5.4 Verweerder heeft middels zijn kantoorgenoot mr. S. erkend dat het niet in concept toezenden van de memorie van grieven niet correct is en daarvoor zijn excuses aangeboden. Dit onderdeel van de klacht is gegrond. Klager heeft geen kennis kunnen nemen van (een concept van) de namens hem ingediende memorie van grieven voordat dit stuk namens hem werd ingediend, zodat verweerder ook niet heeft mogen aannemen dat hij met het indienen van dat processtuk optimaal de belangen van zijn cliënt heeft behartigd, en zodoende niet voldoende met klager heeft gecommuniceerd. Verweerder vond kennelijk zelf ook dat hij het processtuk eerst aan verweerder in concept had moeten toezenden, hetgeen betekent dat er geen afspraak is gemaakt dat dit anders zou zijn.
Klachtonderdeel b)
5.5 Van afspraken over het opstellen van aantekeningen ten behoeve van de zitting van het gerechtshof op 8 januari 2019 is de raad niet gebleken. Klager heeft dit verwijt niet onderbouwd. Dit onderdeel van de klacht is daarom ongegrond.
Klachtonderdeel c)
5.6 Dit onderdeel van de klacht betreft de verwijten van klager over de gang van zaken voor en tijdens de comparitie bij het gerechtshof. Zo zou verweerder geen antwoord hebben kunnen geven op gestelde vragen omdat hij zich niet had voorbereid en het dossier niet kende. Verweerder heeft in de brief van 29 april 2019 laten weten dat bij de zitting geen zaken onbesproken zijn gelaten die besproken hadden moeten worden. Op grond van de stukken en het ter zitting verhandelde kan de raad niet beoordelen wat de exacte gang van zaken voor en tijdens de mondelinge behandeling door het gerechtshof op 8 januari 2019 is geweest. De verwijten zijn door klager niet voldoende aangetoond. Daarom moet ook dit klachtonderdeel ongegrond worden verklaard.
Ad klachtonderdeel d)
5.7 Klager verwijt verweerder er op uit te zijn geweest de zaak die mr. L. voor hem behandelde tegen mr. W., over te nemen. Daarvoor vindt de raad gelet op het verweer van verweerder in de stukken onvoldoende onderbouwing. Dit onderdeel van de klacht is ongegrond.
Ad klachtonderdeel e)
5.8 De raad is van oordeel dat het zonder enig overleg met klager in rekening brengen van kosten voor het inschakelen van een snelkoerier onzorgvuldig is. Verweerder heeft deze gang van zaken niet weersproken. Het is vaste jurisprudentie van het Hof van Discipline dat een advocaat in financiële aangelegenheden zorgvuldig dient te handelen. De kosten voor een snelkoerier zijn doorgaans vermijdbaar, door simpelweg tijdig de in te dienen stukken per gewone post aan te bieden. Gesteld noch gebleken zijn omstandigheden die in deze zaak maken dat deze kosten niet te vermijden waren, zodat er voor verweerder geen grondslag is om deze kosten aan verweerder in rekening te brengen. Dit onderdeel van de klacht is gegrond.
6 MAATREGEL
6.1 De raad rekent het verweerder ernstig aan dat hij de memorie van grieven en de voor de zitting over te leggen producties niet op voorhand aan klager heeft voorgelegd, temeer daar klager verweerder telkens uitvoerig informeerde over de zaken die in de procedure van belang waren en het gelet op die mate van praktische betrokkenheid van klager zonder meer voor de hand lag om de memorie van grieven eerst ter goedkeuring aan klager voor te leggen.

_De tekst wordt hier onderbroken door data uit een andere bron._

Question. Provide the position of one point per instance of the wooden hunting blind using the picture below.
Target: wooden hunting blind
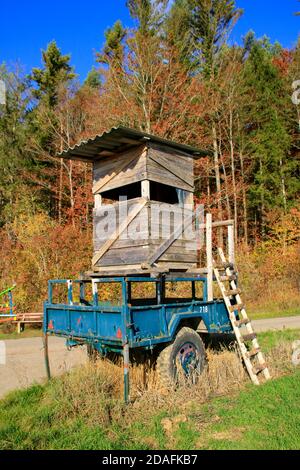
(143, 187)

6.2 Verweerder heeft ervoor gekozen een vakantie te plannen, nadat de zittingsdatum voor de behandeling van de klacht bij de raad reeds met inachtneming van mogelijke verhinderdata van verweerder was gepland. De raad betreurt het dat verweerder op deze wijze geen verantwoording aflegt ter zitting van de raad. De raad legt verweerder de maatregel van een berisping op.
7 GRIFFIERECHT EN KOSTENVEROORDELING
7.1 Omdat de raad de klacht gedeeltelijk gegrond verklaart, moet verweerder op grond van artikel 46e lid 5 Advocatenwet het door klager betaalde griffierecht van € 50, - aan hem vergoeden binnen vier weken nadat deze beslissing onherroepelijk is geworden. Klager geeft binnen twee weken na de datum van deze beslissing zijn rekeningnummer schriftelijk aan verweerder door.
7.2 Nu de raad een maatregel oplegt, zal de raad verweerder daarnaast op grond van artikel 48ac lid 1 Advocatenwet veroordelen in de volgende proceskosten:
a) € 25,- aan forfaitaire reiskosten van klager,
b) € 750,- kosten van de Nederlandse Orde van Advocaten en
c) € 500,- kosten van de Staat.
7.3 Verweerder moet het bedrag van € 25,- aan forfaitaire reiskosten binnen vier weken nadat deze beslissing onherroepelijk is geworden, betalen aan klager. Klager geeft binnen twee weken na de datum van deze beslissing zijn rekeningnummer schriftelijk aan verweerder door.
7.4 Verweerder moet het bedrag van € 1.250,- (het totaal van de in 7.2 onder b en c genoemde kosten) binnen vier weken nadat deze beslissing onherroepelijk is geworden, overmaken naar rekeningnummer lBAN: NL85 lNGB 0000 079000, BIC: INGBNL2A, Nederlandse Orde van Advocaten, Den Haag, onder vermelding van “kostenveroordeling raad van discipline" en het zaaknummer 20-447
BESLISSING
De raad van discipline:
- verklaart klachtonderdelen a en e gegrond;
- verklaart klachtonderdelen b, c en d ongegrond;
- legt aan verweerder de maatregel van berisping op;
- veroordeelt verweerder tot betaling van het griffierecht van € 50,- aan klager;
- veroordeelt verweerder tot betaling van de reiskosten van € 25,- aan klager, op de manier en binnen de termijn als hiervóór bepaald in 7.2;
- veroordeelt verweerder tot betaling van de proceskosten van € 1.250,- aan de Nederlandse Orde van Advocaten, op de manier en binnen de termijn als hiervóór bepaald in 7.4.
Aldus beslist door mr. mr. O.P. van Tricht, voorzitter, mrs. N.A. Heidanus en H.Q.N. Renon, leden, bijgestaan door mr. J.M.G. Kuin-van den Akker als griffier en uitgesproken in het openbaar op 29 maart 2021.